I suppose the air was thick with "incisiveness" that day. Instead of cultivating an air of erudition and a genuine interest in the developing intelligence of a young scholar, this professor was challenging the prospective academic to become a "man of a different stamp". Get used to hustling yourself into the social and material conditions under which your research might get done, he was in effect saying. The "game" of simply demonstrating your ability to make a contribution to a serious intellectual community that is driven by its own collective curiosity about how the world works no longer exists. First you must validate yourself externally. You do this by arriving at the department you want to work at (and in the office of the professor you want to work with) with, at the very least, a plan for how you will attract resources to pay your way.
Industrial PhDs in particular are expected to play this game. They create the conditions under which to do three years of research by negotiating with industry sponsors on the one hand and research institutions on the other. They become intermediaries that bring a bag of money to the department that gives them a position, and intellectual credibility to the company that funds them. The student gets a change of pace and an extra qualification at the end. Everybody wins.
The problem is just that an assessment of the mind of the PhD candidate is not really very relevant. Just as happened with that professor many years ago, other issues force themselves into the foreground. The ambitious, driven young go-getter who wants to add an intellectual edge to their profile (and do some interesting work) is much better suited for this kind of thing than the reflective, troubled intellectual who wants to get to the bottom of things. Indeed, for reasons that a writing coach like me can only find tragic, it's altogether likely that from the point of view of ensuring "completion", the go-getter is usually the safer bet. There's a broad range of quality that will ultimately yield a degree. Those who are likely to produce exceptional work are, perhaps, also more likely to be undermined by their perfectionism and somewhat, ahem, "intuitive", work habits. This is the problem that increasingly (if only metaphorically) keeps me up nights. The curious, deep-thinking type is in danger of being crowded out by the ambitious, hard-working type.

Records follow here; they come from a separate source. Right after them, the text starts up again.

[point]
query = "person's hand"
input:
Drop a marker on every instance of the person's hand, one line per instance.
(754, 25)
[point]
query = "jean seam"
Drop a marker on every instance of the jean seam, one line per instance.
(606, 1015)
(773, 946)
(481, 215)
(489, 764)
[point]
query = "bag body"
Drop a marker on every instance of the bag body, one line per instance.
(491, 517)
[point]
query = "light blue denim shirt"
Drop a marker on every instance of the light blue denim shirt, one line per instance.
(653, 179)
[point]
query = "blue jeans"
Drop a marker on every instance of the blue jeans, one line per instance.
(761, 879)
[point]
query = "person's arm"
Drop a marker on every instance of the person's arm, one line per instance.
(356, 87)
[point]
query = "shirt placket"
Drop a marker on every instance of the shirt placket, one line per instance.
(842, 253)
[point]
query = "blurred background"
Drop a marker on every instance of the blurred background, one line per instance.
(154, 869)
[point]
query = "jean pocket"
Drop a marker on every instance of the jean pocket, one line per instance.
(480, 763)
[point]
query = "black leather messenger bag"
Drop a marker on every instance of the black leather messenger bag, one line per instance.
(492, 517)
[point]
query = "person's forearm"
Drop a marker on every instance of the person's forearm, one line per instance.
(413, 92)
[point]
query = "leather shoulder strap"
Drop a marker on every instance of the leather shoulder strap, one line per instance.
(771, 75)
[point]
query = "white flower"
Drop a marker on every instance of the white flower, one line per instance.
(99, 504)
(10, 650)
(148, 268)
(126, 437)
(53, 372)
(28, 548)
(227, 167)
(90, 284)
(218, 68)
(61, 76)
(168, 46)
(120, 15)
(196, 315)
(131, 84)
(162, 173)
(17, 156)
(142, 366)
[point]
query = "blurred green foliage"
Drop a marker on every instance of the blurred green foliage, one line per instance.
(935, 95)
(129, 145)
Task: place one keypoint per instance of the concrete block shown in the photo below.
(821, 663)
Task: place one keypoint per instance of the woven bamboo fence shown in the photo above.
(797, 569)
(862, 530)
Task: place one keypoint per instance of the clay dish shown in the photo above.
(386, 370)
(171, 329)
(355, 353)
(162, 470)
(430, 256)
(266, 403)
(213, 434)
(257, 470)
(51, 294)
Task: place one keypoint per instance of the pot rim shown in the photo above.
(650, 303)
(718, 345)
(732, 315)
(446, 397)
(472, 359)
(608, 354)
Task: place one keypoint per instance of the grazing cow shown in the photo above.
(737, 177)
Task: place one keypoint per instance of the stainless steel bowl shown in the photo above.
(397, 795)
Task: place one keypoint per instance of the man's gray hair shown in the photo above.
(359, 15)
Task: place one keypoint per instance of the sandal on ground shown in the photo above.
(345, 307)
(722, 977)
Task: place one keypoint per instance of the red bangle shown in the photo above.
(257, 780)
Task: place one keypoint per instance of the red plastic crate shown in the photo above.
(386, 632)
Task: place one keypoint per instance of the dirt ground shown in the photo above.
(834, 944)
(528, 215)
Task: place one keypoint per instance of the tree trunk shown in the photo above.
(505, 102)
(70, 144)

Both of these figures are of course caricatures. But we need to think seriously about what sorts of characters we are attracting to and repelling from the university on the new conditions. It's probably not yet impossible to get job if you are obviously a genius but just unable or unwilling to hustle; nor is it yet possible, I hope, to get yourself one if you lack all scholarly abilities but own a winning smile and have mastered one of the arts of influence. Still, we're getting there, I sometimes fear. And the tragedy is that both types are indisputably virtuous. This isn't about good people and bad people, nor about who deserves to be rewarded and who doesn't. It's about what types of minds are likely to dominate in our universities in the generations to come.
Academies and corporations both carry out valuable functions in society. But academic values and corporate values are simply not the same thing, even if they are of equal value. (If it is possible to not understand it too quickly, let's say that they are of "equal and opposite" value.) To assume that if two things are both of value then they are of value in the same way is, well, totalitarian. It would be no better if our corporations began to valorize academic attitudes.